You’re not alone…or shouldn’t be…in the garden and certainly not in the planning and implementation of your community or allotment garden.
Who’s your team and what skills do these volunteers have or are keen to learn? Consider setting up a hands-on planning committee who meet regularly to advise and make things happen – governance will be an element of success over time.
Consider the range of skills needed: coordination, communication and fundraising, community outreach and education, securing land and resources, someone who understands gardens and possibly garden design.

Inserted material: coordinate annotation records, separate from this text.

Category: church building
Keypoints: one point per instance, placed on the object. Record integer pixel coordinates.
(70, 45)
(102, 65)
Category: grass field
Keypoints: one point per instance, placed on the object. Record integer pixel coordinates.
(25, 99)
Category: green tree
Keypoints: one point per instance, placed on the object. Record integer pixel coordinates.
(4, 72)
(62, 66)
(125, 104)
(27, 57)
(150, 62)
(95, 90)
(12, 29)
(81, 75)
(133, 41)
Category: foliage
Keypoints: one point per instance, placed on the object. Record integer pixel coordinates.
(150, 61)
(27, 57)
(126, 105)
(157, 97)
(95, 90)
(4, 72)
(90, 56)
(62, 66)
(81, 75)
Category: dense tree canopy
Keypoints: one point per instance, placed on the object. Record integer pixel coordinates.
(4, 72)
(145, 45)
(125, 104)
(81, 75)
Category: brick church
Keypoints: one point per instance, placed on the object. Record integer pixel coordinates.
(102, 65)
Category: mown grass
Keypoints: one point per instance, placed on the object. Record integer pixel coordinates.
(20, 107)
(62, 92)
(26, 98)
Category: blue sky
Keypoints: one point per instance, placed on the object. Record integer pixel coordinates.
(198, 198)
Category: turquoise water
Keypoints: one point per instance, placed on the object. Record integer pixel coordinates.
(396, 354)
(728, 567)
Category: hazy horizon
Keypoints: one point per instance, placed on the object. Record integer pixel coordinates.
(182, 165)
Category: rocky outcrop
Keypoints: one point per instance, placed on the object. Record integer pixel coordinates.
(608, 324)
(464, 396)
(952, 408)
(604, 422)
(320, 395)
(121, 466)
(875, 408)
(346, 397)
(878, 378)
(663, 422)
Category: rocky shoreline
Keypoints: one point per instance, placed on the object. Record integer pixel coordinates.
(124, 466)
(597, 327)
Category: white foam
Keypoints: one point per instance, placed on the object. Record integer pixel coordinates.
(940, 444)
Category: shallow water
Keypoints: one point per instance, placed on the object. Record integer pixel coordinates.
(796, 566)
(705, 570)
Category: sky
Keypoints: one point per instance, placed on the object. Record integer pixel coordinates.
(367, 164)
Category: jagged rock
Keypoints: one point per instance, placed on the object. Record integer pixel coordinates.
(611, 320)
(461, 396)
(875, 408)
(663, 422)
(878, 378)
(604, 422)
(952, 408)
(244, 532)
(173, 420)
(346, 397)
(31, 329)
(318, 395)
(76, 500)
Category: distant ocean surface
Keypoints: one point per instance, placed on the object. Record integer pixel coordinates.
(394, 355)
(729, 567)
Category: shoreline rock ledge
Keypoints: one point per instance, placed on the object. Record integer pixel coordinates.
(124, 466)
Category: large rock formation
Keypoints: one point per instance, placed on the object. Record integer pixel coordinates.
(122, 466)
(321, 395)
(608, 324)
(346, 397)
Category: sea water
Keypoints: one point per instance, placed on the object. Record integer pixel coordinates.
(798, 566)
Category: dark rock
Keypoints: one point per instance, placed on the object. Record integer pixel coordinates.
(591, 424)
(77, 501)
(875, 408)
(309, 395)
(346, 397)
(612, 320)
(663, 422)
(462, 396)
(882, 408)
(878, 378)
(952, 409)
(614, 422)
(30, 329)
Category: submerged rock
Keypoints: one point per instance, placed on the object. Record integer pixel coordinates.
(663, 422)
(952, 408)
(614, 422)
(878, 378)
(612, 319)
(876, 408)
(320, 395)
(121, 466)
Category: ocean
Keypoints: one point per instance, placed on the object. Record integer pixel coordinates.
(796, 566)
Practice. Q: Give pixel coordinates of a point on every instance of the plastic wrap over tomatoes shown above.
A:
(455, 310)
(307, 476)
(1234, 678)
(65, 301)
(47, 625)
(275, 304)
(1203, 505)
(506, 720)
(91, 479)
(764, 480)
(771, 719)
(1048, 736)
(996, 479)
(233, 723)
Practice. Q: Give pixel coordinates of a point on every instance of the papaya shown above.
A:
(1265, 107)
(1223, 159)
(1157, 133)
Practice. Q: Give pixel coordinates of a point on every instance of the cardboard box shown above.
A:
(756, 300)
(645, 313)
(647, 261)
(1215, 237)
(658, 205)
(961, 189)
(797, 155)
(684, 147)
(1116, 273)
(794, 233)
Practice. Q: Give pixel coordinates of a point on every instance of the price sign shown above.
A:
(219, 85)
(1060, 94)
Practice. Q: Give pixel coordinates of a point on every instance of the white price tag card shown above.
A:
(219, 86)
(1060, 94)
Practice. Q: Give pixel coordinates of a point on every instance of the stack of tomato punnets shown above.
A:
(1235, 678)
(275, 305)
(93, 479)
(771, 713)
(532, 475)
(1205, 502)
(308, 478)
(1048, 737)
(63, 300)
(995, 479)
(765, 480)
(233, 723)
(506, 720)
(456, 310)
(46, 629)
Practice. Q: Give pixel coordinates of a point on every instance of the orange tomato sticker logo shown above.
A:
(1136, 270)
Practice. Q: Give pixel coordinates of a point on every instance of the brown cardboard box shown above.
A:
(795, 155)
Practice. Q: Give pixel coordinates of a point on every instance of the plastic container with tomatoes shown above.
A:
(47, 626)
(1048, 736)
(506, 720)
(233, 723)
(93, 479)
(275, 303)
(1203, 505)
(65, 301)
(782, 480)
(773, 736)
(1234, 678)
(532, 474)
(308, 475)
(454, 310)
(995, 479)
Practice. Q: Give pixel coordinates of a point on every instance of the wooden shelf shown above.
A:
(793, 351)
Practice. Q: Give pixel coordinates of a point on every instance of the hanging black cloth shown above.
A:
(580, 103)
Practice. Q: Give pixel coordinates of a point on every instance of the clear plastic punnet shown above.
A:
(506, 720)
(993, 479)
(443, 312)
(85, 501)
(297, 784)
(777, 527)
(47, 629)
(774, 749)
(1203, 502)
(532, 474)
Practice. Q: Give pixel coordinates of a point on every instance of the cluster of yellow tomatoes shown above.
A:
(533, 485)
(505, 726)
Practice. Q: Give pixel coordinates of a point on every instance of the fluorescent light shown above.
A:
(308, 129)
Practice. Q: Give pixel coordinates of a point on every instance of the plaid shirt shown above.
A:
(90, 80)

From David Taylor, Deputy Chair of the Board of the Yellowknife Community Garden Collective – Developing Community Spirit and Pride: “(you) need a key person to develop a garden site… Basically, someone that you can authorize to get stuff done, to hire contractors, spend money etc. Someone needs to buy wood, schedule building events, monitor contractors etc. Some stuff can be done by committee, but some things just need someone who cares about the result to get active and get things done.”
Decisions need to be made. What land is available? Who needs to be approached and how? Who will test the soil? How do you build the beds? Do you charge for a plot? Do you limit the number of plots one individual can cultivate? Will you allow perennial plantings? Where will the seeds and plants come from? How will tools be provided or will they? Who can access the storage facility and how? How will you brand yourself? What else do you need to think about?
Planning is fundamental and a lot of work. Good news is you can build on the experiences of others to suit your needs. What’s happening in your area – who can you talk to?
On-line resources are available too, which can provide steps, key activities and templates to consider. A smattering of examples include: The Community Garden Best Practices Toolkit – Newfoundland; A Guide for Community Gardens – Alberta; Dig it! A Practical Toolkit – British Columbia.
What do gardeners need to know?
Your successful planning now means that a garden space is at hand, beds are ready and your great community communications have attracted gardeners. Excellent.
What guidelines are in place that outline the roles and responsibilities of gardeners? Can you develop an information package? What is a recommended gardening calendar for the season outlining when information sessions will take place, when work parties are needed, when year-end clean-up will take place? How will you share these?
Sharing information can run the gamut from physical structures on site like communication boards; to phone; print; direct or e-communications. Staying engaged with the gardeners is a sure way to keep on track.
July 6: email from the Carleton Place Community Garden Coordinator to gardeners: “We have a resident ground hog living under bed number 25. We need to determine whether it’s a mommy with babies or not. If not, we can live trap it and remove it. Please keep your eyes open for our guest.”
It’s an opportunity to draw on local resources that can help. Across Canada there are horticultural clubs and Master Gardeners groups who can animate sessions to educate green thumbs.
Reaping rewards from what you sow!
You’ve helped to create gardeners, shared and created awareness about health and food security, helped to strengthen and build a community – take a bow.
Then start again by mentoring new volunteers and oh, sharing your experience to help the next community go (and stay) green!
Heather Phaneuf lives in Mississippi Mills, Ontario, in the creative company of Pete and Furgus, the great grey cat. She turned a cultural anthropology degree into an international development career within both non-governmental organizations and the federal public service. Now completing studies in creative writing and in horticulture, she’s primed to enjoy community life, learn from the garden, and tell a tale or two…or three.